Le Strava est l’une des applications de fitness les plus populaires aujourd’hui, même parmi les militaires. Cette semaine, le monde a découvert qu’il s’agit d’un problème : la carte thermique du service indiquant les trajets les plus fréquents des utilisateurs dans le monde révèle également l’emplacement des bases militaires. La découverte a généré une jupe serrée qui a forcé Strava à promettre de l’action. Mais à court terme, il n’y a pas grand-chose à faire.
Tout le monde peut accéder à la carte thermique mondiale de Strava. Vous pourrez y découvrir, par exemple, quels sont les itinéraires les plus fréquents pour les cyclistes ou les régions les plus utilisées pour la natation. C’est un moyen intéressant de trouver des endroits plus propices à certaines activités sportives dans votre ville ou votre quartier : plus la “lumière” du parcours est forte, plus il est animé.
Strava affirme que ses services comptent 27 millions d’utilisateurs dans le monde, certains utilisant des smartphones, d’autres des appareils de ligne tels que Fitbit et Jawbone. C’est pourquoi Strava Global Heatmap parvient à être aussi détaillée : les données GPS des utilisateurs sont régulièrement envoyées au service.
Nathan Ruser, un Australien de 20 ans qui étudie la sécurité internationale, a découvert la carte et a eu l’idée de vérifier si elle pouvait révéler indirectement la position des bases militaires dans les zones de conflit. La réponse est oui.

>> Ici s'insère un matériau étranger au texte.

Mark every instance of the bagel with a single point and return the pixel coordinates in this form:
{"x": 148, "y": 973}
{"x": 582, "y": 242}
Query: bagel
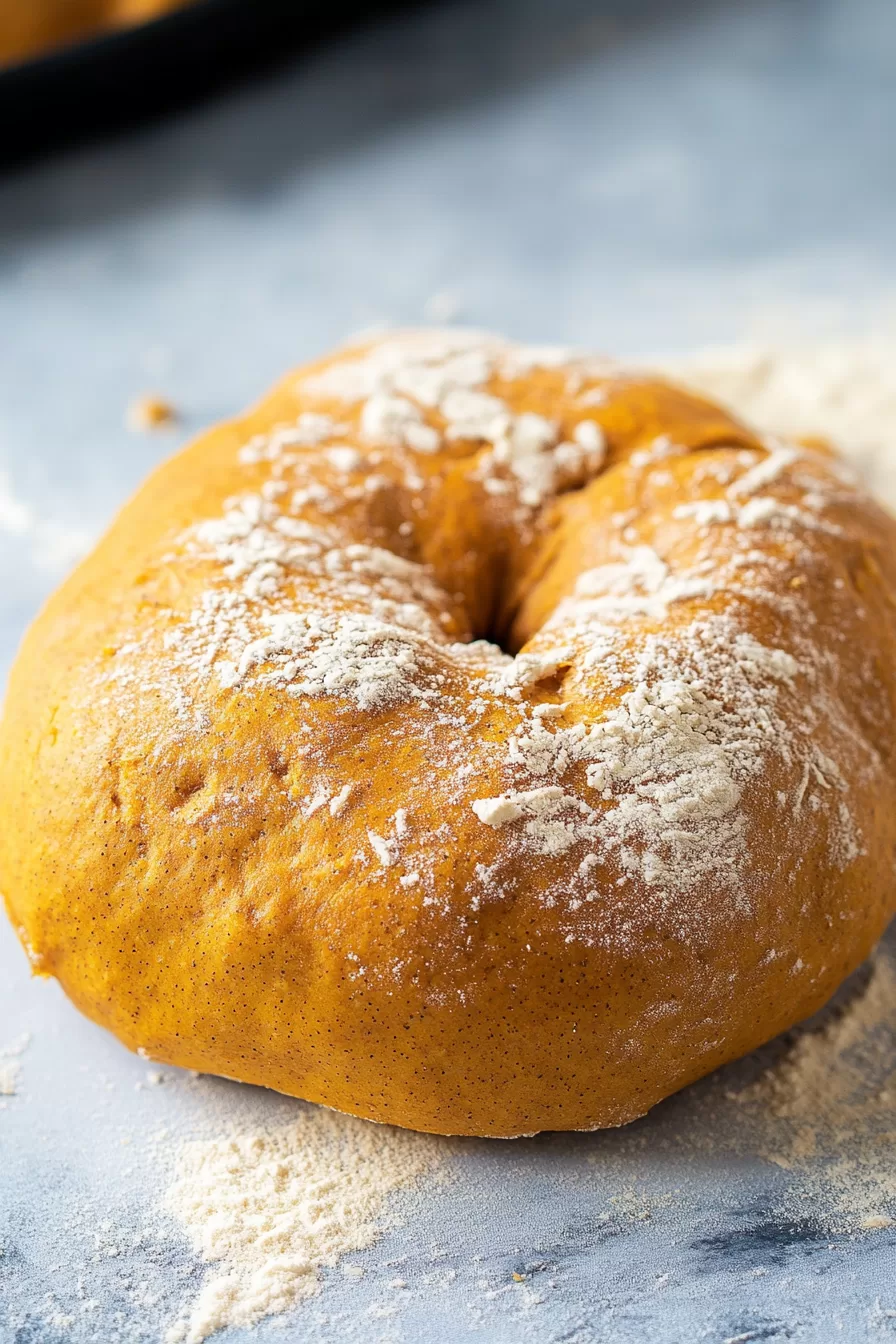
{"x": 473, "y": 738}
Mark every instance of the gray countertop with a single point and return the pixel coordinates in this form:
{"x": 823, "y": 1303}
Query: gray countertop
{"x": 632, "y": 178}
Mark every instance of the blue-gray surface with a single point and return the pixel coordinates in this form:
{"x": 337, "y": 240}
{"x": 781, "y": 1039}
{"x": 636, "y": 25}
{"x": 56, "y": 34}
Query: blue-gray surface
{"x": 630, "y": 176}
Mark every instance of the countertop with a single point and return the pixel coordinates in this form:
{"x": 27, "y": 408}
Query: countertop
{"x": 626, "y": 176}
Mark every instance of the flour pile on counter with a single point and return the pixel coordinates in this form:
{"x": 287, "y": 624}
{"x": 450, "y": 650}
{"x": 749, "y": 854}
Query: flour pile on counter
{"x": 11, "y": 1066}
{"x": 825, "y": 1112}
{"x": 845, "y": 393}
{"x": 272, "y": 1208}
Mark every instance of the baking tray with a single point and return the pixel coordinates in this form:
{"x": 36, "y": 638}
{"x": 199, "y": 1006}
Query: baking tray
{"x": 116, "y": 79}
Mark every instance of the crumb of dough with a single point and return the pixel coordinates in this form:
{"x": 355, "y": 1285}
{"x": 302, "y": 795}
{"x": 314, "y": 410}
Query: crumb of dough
{"x": 148, "y": 413}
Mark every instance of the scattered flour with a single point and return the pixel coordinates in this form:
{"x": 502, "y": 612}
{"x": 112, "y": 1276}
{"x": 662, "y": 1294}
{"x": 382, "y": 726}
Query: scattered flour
{"x": 53, "y": 546}
{"x": 826, "y": 1112}
{"x": 844, "y": 391}
{"x": 11, "y": 1065}
{"x": 270, "y": 1210}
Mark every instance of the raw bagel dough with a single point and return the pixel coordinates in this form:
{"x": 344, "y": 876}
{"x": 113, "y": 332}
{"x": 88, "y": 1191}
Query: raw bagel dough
{"x": 278, "y": 804}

Souvent, les bases sont établies dans des endroits isolés qui, en tant que tels, apparaissent sombres sur la Strava Global Heatmap. S’il y a des points lumineux dans une zone sombre, c’est qu’il y a de l’activité à cet endroit. C’est essentiellement ainsi que Ruser et d’autres ont trouvé des points qui semblent être des bases aux États-Unis dans des endroits comme l’Afghanistan, l’Irak et la Syrie.

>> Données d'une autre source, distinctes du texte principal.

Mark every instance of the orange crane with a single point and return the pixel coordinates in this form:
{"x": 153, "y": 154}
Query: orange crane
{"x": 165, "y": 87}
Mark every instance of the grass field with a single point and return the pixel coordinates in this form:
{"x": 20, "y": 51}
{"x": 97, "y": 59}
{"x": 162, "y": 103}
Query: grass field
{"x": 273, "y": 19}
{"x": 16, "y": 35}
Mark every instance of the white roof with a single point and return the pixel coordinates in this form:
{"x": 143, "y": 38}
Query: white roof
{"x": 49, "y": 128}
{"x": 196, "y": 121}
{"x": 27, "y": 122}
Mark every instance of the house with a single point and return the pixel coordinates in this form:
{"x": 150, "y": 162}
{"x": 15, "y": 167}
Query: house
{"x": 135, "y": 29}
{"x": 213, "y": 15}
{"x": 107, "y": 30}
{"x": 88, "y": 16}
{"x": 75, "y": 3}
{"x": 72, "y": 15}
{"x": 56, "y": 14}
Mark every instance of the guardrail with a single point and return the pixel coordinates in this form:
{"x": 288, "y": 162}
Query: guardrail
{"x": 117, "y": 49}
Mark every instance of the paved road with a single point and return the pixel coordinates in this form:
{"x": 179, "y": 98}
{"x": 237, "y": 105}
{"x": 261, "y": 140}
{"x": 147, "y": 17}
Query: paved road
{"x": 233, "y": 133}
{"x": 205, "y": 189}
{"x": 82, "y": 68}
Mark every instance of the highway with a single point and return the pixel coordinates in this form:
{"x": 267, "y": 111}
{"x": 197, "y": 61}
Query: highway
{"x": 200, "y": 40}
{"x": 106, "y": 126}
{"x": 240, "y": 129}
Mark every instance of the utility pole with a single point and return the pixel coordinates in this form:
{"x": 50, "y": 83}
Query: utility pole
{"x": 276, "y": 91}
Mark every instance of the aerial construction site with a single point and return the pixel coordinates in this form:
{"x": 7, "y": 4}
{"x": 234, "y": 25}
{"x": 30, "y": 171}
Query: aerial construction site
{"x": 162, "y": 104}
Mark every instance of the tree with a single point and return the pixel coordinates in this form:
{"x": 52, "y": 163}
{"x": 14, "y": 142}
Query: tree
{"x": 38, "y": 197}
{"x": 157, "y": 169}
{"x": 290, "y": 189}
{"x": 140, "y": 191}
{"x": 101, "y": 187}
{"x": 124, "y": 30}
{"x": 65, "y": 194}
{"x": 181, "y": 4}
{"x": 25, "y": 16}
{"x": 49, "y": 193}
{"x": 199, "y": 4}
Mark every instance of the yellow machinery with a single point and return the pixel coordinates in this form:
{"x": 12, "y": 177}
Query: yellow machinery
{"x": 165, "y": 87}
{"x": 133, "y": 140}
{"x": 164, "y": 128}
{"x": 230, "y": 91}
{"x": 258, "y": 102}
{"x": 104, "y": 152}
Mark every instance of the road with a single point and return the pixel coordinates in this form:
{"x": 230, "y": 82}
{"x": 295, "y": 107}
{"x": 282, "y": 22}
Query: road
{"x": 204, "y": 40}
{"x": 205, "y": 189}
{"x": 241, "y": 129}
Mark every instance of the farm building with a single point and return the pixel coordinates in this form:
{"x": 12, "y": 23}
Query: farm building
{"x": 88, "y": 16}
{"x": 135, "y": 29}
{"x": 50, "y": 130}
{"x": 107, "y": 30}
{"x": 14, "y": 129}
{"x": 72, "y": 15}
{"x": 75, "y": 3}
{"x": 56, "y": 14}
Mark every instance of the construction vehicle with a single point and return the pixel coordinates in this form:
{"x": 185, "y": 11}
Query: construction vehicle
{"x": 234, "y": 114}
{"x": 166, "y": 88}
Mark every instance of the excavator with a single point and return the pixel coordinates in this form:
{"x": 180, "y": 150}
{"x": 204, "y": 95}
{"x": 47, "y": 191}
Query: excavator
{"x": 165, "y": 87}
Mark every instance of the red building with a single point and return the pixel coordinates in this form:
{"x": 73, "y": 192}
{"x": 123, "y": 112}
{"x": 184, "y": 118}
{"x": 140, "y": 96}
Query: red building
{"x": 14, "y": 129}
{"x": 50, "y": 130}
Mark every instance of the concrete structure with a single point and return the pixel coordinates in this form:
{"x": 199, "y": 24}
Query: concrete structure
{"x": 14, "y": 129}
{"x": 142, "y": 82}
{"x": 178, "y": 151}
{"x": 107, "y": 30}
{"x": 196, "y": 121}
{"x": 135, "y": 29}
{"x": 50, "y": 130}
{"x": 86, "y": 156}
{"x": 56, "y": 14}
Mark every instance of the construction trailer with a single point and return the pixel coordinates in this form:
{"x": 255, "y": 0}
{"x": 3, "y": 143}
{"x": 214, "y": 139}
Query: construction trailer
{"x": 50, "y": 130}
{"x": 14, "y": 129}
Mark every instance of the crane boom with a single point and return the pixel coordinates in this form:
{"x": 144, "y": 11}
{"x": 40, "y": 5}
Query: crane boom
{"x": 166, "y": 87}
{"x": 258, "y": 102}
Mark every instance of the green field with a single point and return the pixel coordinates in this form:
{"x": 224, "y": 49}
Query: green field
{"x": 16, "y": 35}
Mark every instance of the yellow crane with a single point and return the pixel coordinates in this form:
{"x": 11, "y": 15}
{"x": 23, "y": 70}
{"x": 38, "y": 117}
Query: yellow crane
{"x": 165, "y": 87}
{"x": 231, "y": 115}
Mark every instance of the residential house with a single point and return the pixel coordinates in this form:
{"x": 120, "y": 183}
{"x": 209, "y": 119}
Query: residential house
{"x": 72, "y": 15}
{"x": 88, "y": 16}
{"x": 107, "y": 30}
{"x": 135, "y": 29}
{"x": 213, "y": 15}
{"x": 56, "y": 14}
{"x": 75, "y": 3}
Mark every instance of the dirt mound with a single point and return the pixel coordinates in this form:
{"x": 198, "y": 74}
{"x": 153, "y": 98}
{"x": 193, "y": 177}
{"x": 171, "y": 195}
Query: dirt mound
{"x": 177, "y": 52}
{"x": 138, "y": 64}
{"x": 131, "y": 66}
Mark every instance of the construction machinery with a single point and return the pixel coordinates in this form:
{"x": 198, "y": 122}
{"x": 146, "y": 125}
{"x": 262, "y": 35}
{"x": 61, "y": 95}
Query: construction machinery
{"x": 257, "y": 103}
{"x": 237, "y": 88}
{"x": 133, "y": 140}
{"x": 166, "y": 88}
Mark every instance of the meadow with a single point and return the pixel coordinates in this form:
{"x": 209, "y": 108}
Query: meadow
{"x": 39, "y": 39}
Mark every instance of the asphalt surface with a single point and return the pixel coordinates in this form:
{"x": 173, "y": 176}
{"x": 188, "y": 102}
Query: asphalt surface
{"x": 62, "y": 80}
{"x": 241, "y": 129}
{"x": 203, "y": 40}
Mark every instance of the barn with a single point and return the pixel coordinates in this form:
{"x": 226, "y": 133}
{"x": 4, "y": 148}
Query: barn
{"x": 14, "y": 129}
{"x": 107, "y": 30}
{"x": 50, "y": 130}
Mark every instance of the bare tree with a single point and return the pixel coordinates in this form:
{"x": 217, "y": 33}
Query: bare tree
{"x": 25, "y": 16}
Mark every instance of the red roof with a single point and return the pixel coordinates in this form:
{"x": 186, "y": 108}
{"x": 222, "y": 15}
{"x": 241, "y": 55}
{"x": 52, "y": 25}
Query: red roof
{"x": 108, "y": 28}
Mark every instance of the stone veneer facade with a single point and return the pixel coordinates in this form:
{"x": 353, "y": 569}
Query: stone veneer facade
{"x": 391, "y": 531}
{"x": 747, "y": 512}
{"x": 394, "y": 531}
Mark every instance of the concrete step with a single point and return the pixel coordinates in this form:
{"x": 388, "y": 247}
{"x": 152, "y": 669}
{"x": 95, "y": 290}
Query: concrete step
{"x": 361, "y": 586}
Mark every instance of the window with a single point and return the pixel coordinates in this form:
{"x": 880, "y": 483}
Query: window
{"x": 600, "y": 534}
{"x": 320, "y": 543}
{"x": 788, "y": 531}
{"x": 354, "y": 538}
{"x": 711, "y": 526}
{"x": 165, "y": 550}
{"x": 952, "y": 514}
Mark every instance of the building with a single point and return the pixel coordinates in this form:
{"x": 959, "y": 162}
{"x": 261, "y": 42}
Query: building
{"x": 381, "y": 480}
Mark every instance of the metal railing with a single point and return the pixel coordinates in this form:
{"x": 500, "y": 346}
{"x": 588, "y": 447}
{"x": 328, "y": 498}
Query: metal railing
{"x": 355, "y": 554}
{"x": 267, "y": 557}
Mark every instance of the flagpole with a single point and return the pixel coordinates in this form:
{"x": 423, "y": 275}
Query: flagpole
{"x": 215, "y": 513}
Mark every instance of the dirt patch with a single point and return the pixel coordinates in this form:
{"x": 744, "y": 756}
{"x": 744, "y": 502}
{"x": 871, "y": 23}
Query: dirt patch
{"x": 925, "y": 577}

Bien sûr, il n’y a pas que les bases militaires américaines qui peuvent être localisées. En France, le magazine Piauí a trouvé des modèles de mouvement dans les environs de plusieurs institutions de sécurité, comme les déplacements des gardiens autour du pénitencier fédéral de Catanduvas, au Paraná.
Mais, pour des raisons évidentes, ce sont les États-Unis qui étaient vraiment inquiets (c’est le moins qu’on puisse dire). Dans une déclaration, le Pentagone a indiqué qu’il analysait la situation pour déterminer si une formation ou une orientation supplémentaire des militaires est nécessaire, ainsi que la mise en œuvre d’une nouvelle politique de sécurité.

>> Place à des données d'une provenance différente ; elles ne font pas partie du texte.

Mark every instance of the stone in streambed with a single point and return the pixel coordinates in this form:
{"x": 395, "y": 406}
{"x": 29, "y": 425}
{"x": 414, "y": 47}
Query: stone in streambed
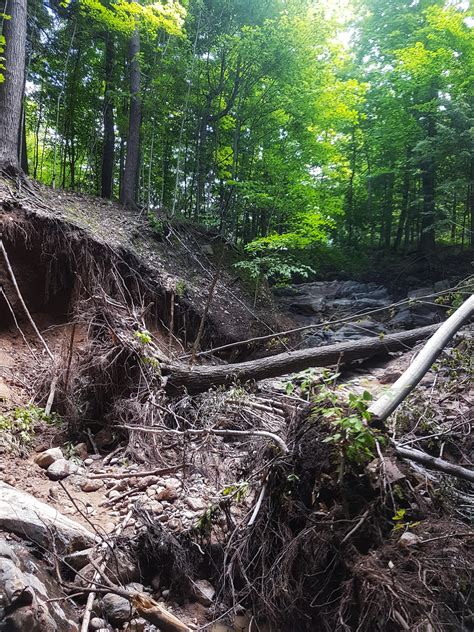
{"x": 61, "y": 469}
{"x": 46, "y": 458}
{"x": 91, "y": 485}
{"x": 116, "y": 608}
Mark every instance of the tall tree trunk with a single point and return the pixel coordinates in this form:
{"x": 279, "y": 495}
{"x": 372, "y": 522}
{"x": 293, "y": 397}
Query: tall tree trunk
{"x": 403, "y": 219}
{"x": 428, "y": 183}
{"x": 23, "y": 150}
{"x": 454, "y": 217}
{"x": 130, "y": 175}
{"x": 350, "y": 191}
{"x": 108, "y": 152}
{"x": 471, "y": 201}
{"x": 389, "y": 180}
{"x": 11, "y": 90}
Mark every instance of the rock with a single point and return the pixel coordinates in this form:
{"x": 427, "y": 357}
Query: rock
{"x": 196, "y": 504}
{"x": 5, "y": 392}
{"x": 81, "y": 451}
{"x": 137, "y": 625}
{"x": 91, "y": 485}
{"x": 46, "y": 458}
{"x": 156, "y": 583}
{"x": 155, "y": 507}
{"x": 402, "y": 320}
{"x": 168, "y": 493}
{"x": 421, "y": 292}
{"x": 28, "y": 517}
{"x": 204, "y": 592}
{"x": 440, "y": 286}
{"x": 78, "y": 559}
{"x": 61, "y": 469}
{"x": 408, "y": 539}
{"x": 24, "y": 586}
{"x": 116, "y": 608}
{"x": 207, "y": 249}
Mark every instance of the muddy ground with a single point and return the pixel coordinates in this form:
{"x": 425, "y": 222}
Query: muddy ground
{"x": 378, "y": 545}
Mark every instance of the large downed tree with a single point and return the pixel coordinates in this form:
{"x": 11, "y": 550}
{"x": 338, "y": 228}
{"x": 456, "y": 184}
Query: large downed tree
{"x": 201, "y": 378}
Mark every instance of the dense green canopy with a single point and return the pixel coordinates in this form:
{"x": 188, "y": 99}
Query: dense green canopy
{"x": 289, "y": 126}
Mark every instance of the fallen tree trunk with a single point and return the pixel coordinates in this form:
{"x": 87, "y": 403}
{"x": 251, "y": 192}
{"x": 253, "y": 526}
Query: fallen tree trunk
{"x": 392, "y": 398}
{"x": 28, "y": 517}
{"x": 435, "y": 463}
{"x": 201, "y": 378}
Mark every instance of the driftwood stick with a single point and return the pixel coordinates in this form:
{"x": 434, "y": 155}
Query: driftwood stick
{"x": 221, "y": 433}
{"x": 435, "y": 463}
{"x": 20, "y": 297}
{"x": 52, "y": 393}
{"x": 97, "y": 576}
{"x": 391, "y": 399}
{"x": 156, "y": 614}
{"x": 156, "y": 472}
{"x": 198, "y": 379}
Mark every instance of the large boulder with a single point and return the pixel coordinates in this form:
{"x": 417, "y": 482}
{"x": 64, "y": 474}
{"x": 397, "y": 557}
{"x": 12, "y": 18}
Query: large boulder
{"x": 61, "y": 469}
{"x": 117, "y": 609}
{"x": 28, "y": 517}
{"x": 25, "y": 588}
{"x": 48, "y": 457}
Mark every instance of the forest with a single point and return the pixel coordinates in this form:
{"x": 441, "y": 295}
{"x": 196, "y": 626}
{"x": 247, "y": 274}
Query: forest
{"x": 236, "y": 315}
{"x": 295, "y": 129}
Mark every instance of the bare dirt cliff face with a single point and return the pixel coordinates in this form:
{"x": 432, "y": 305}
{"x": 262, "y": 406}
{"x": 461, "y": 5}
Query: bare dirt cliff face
{"x": 237, "y": 507}
{"x": 61, "y": 240}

À court terme, la solution consiste à ajuster les paramètres de confidentialité de l’application, mais ce n’est pas une tâche aussi facile qu’elle devrait l’être, pour deux raisons : premièrement, certains paramètres sont confus ou quelque peu obscurs ; deuxièmement, il n’est pas facile de trouver l’option d’exclusion de la carte de chaleur.
Une autre solution est de guider les militaires à recourir à une autre application sportive ou simplement à ne pas en utiliser. Mais cela ne fera pas disparaître immédiatement les points sensibles de la carte. Il est toujours possible de demander (ou d’ordonner ?) à Strava de cacher ces données, mais ce faisant, le ministère américain de la défense confirmera l’emplacement des bases.
Situation compliquée. Dans une lettre ouverte, James Quarles, PDG de Strava, a promis “d’analyser les ressources qui ont été conçues à l’origine pour motiver et inspirer les athlètes afin d’éviter qu’ils ne soient compromis. L’exécutif a également déclaré que la société est déjà en pourparlers avec le gouvernement et l’armée pour traiter les données potentiellement sensibles.
Mais la principale promesse de Quarles est une mesure qui aurait dû être prise il y a longtemps : les fonctions de confidentialité et de sécurité de l’application seront simplifiées afin que les utilisateurs aient davantage de contrôle sur leurs données.